Sara Kow-Falcone, Rosa Fernandez, Anthony Alcocer, David Hayes, and Victoria Perez
Lovin' Spoonful
The Arties draw nigh, Shakespeare at New Phoenix, and a Pulitzer winning drama at Road Less Traveled

ARTIE AWARDS

All the eligible shows have opened and the voting is underway for the 25th Annual Artie Awards to be held at 710 Main on Monday, June 1st. Get your wardrobe ready....

A MIDSUMMER NIGHT’S DREAM

Kelli Bocock-Natale lends the playful invention that is her signature to Shakespeare’s A Midsummer Night’s Dream at the New Phoenix Theatre making for a fun evening. She has populated the world of the play with superior talent with the performances of Eric Rawski as Bottom, Maria Droz as Puck, and Jamie Lama and Eliza Vann as Hermia and Helena shining especially brightly.

While Bocock-Natale’s two and a quarter hour romp through the woods with a group of mixed up young lovers is undeniably enjoyable, the material proves to be more elusive than in the case of her rather more satisfying Macbeth and Peter Pan in the same space.

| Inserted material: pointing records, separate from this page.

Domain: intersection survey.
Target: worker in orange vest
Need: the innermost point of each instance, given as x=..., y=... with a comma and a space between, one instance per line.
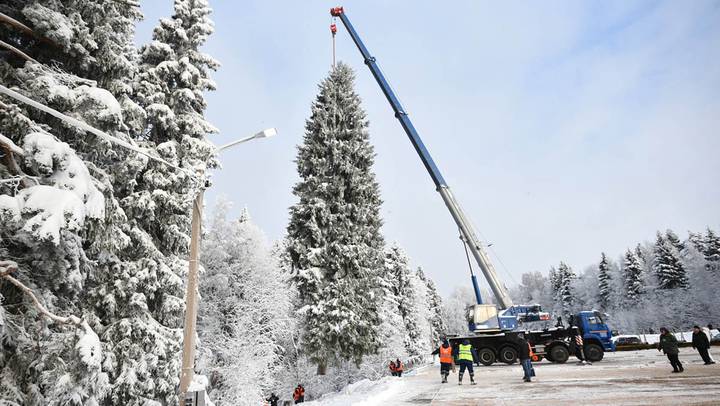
x=446, y=359
x=525, y=353
x=299, y=394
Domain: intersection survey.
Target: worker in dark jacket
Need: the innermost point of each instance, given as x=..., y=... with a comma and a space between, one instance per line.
x=525, y=354
x=701, y=343
x=446, y=359
x=668, y=345
x=466, y=355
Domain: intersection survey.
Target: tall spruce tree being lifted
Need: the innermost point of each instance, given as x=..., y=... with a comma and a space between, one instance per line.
x=334, y=233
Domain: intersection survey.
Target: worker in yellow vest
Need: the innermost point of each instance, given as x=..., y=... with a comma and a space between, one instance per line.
x=466, y=355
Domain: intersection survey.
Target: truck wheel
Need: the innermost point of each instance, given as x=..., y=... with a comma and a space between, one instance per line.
x=559, y=354
x=486, y=356
x=508, y=355
x=594, y=352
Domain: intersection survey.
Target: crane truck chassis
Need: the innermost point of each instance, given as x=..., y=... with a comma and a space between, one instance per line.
x=553, y=344
x=494, y=335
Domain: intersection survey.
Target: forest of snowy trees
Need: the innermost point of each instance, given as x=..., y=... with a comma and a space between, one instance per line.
x=95, y=233
x=95, y=227
x=670, y=281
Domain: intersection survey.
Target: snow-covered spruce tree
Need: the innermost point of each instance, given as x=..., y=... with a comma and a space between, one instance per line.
x=145, y=300
x=244, y=311
x=667, y=266
x=334, y=233
x=711, y=251
x=632, y=270
x=565, y=295
x=674, y=240
x=604, y=283
x=435, y=306
x=410, y=306
x=66, y=223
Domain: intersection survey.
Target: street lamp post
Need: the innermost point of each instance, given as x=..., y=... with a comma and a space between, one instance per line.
x=191, y=294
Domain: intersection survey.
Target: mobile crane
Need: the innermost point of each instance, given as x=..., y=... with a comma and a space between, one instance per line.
x=493, y=332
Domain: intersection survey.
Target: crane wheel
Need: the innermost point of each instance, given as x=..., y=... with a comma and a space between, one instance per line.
x=508, y=355
x=486, y=356
x=559, y=354
x=594, y=352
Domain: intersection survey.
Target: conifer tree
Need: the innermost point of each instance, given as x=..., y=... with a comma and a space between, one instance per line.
x=604, y=282
x=397, y=265
x=632, y=271
x=640, y=254
x=565, y=277
x=244, y=310
x=334, y=236
x=667, y=265
x=711, y=244
x=435, y=306
x=674, y=240
x=72, y=224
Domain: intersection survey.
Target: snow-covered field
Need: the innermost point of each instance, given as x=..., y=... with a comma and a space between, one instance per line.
x=622, y=378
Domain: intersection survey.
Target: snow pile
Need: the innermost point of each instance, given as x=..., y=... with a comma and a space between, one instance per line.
x=200, y=383
x=51, y=210
x=365, y=393
x=66, y=204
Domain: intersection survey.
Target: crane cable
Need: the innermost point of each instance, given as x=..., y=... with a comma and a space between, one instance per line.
x=467, y=254
x=333, y=30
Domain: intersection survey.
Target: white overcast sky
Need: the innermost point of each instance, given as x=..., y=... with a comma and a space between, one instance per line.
x=564, y=128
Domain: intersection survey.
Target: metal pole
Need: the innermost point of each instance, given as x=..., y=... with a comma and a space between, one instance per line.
x=191, y=300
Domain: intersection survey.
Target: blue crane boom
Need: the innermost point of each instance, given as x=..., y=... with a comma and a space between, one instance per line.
x=467, y=232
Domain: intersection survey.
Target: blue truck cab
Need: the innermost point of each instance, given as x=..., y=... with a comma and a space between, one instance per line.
x=594, y=332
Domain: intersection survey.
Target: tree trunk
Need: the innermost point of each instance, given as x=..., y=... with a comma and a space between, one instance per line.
x=322, y=367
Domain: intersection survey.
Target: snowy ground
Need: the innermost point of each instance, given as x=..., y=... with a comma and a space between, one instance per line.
x=622, y=378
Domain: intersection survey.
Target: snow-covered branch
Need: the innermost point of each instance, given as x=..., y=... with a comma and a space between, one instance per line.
x=17, y=51
x=8, y=267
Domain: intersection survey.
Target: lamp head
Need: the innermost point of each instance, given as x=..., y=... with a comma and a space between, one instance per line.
x=270, y=132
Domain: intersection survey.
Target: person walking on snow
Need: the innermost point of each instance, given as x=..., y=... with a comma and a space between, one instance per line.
x=577, y=346
x=466, y=355
x=702, y=345
x=708, y=332
x=668, y=345
x=525, y=354
x=398, y=367
x=446, y=360
x=299, y=394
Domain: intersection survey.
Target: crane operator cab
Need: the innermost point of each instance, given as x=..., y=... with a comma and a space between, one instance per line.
x=484, y=317
x=596, y=334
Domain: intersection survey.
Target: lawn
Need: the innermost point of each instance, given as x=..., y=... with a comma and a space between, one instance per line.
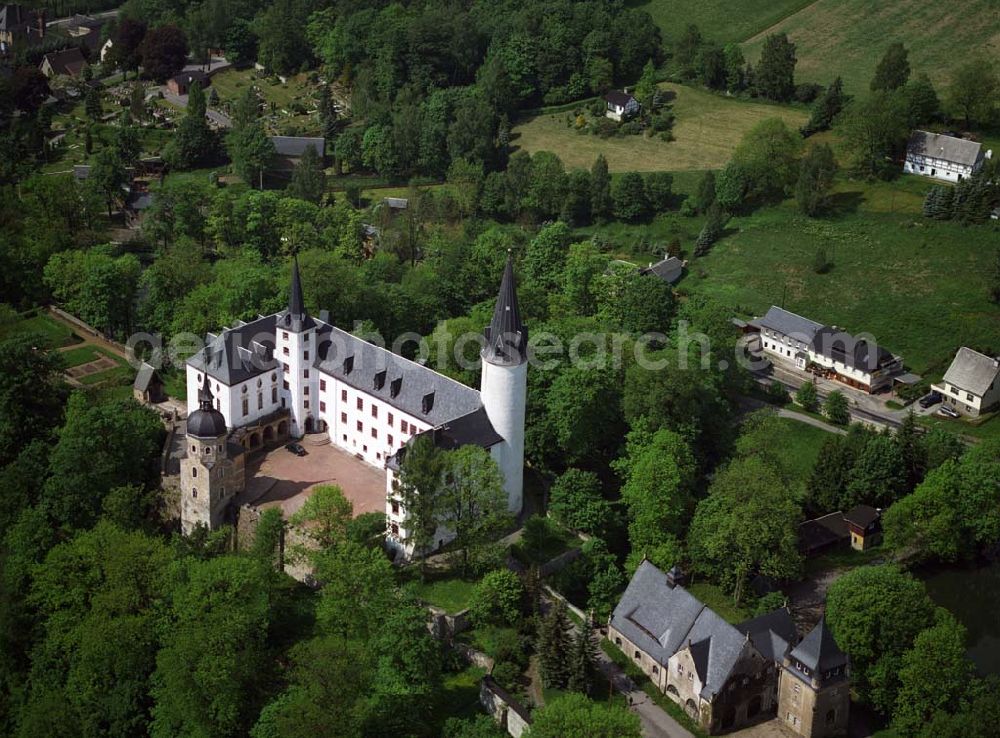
x=53, y=333
x=707, y=130
x=798, y=444
x=719, y=20
x=847, y=37
x=451, y=595
x=918, y=286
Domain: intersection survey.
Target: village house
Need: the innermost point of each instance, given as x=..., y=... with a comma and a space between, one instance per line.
x=835, y=354
x=669, y=269
x=68, y=62
x=971, y=385
x=288, y=150
x=620, y=105
x=728, y=676
x=181, y=84
x=289, y=374
x=943, y=157
x=20, y=25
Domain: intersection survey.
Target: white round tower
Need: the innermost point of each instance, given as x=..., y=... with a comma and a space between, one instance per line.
x=504, y=386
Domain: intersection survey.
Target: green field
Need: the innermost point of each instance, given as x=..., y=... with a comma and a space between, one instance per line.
x=847, y=37
x=918, y=286
x=799, y=445
x=54, y=334
x=720, y=20
x=707, y=130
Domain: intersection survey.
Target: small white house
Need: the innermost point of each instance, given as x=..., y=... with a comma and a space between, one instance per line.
x=620, y=105
x=943, y=157
x=972, y=383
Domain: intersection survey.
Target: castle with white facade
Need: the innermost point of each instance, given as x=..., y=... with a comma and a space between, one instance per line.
x=288, y=374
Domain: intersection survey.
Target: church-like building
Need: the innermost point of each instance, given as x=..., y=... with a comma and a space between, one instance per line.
x=284, y=375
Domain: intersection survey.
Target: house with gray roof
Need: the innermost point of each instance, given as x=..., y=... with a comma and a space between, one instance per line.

From her inserted prologue, a riff from literature and pop culture on the word “dream,” we sense that her vision of the concept, as it relates to Shakespeare’s story, lacks specificity and focus. The script, in fact, is quite pointed, beginning with the threat of death or confinement faced by Hermia if she fails to marry according to her father’s wishes; she flees into the woods with her lover, Lysander, pursued by her suitor Demetrius and the spurned Helena. Here in the woods, these young people fall under the cross fire of Oberon, the king of the fairies, who instructs his servant Puck to reassign the affections of various lovers, including his own queen, Titania. In this dream landscape (beautifully placed among wire and foil trees designed by Paul L. Bostaph) we see the motivations of passion and control collide into hilarious misadventures.

The arbitrary nature of love is a favorite theme of Shakespeare, who takes pains to remind us that the affections of the lovers can wander wildly, and that love itself is a kind of mental trickery. (Remember, too, at the start of R&J, Romeo is obsessed with Rosaline).

This lack of focus and purpose of this production does not diminish the irrepressible pleasure of the play, and is masked by the merriment spread generously all round and a cast that goes full out to deliver the goods. When all is done, we have been bewitched ourselves, and barely notice the gaps. The play runs through May 23.

WATER BY THE SPOONFUL

Descriptions of Quiara Alegría Hudes’ Water by the Spoonful make the play sound like a movie of the week about damaged veterans and drug addiction. It would be as accurate to say that A Streetcar Named Desire is a documentary about domestic abuse. This is a rich and marvelously affecting play that has, under the direction of Scott Behrend, been rendered exquisitely at Road Less Traveled. Uniformly strong performances by Anthony Alcocer, Monish Bhattacharyya, Rosa Fernandez, Jonathan Foreman, David Hayes, Sara Kow-Falcone, and Victoria Pérez relate a compelling story about how our attachments to other people can either rescue or destroy them. It is a mesmerizing work, beautifully designed by Dyan Burlingame (set), John Rickus (light), Katie Menke (sound), and Maura Simmonds-Price (costumes), with an expressionistic waterfall under a vividly lit tree canopy, and can be seen through May 24.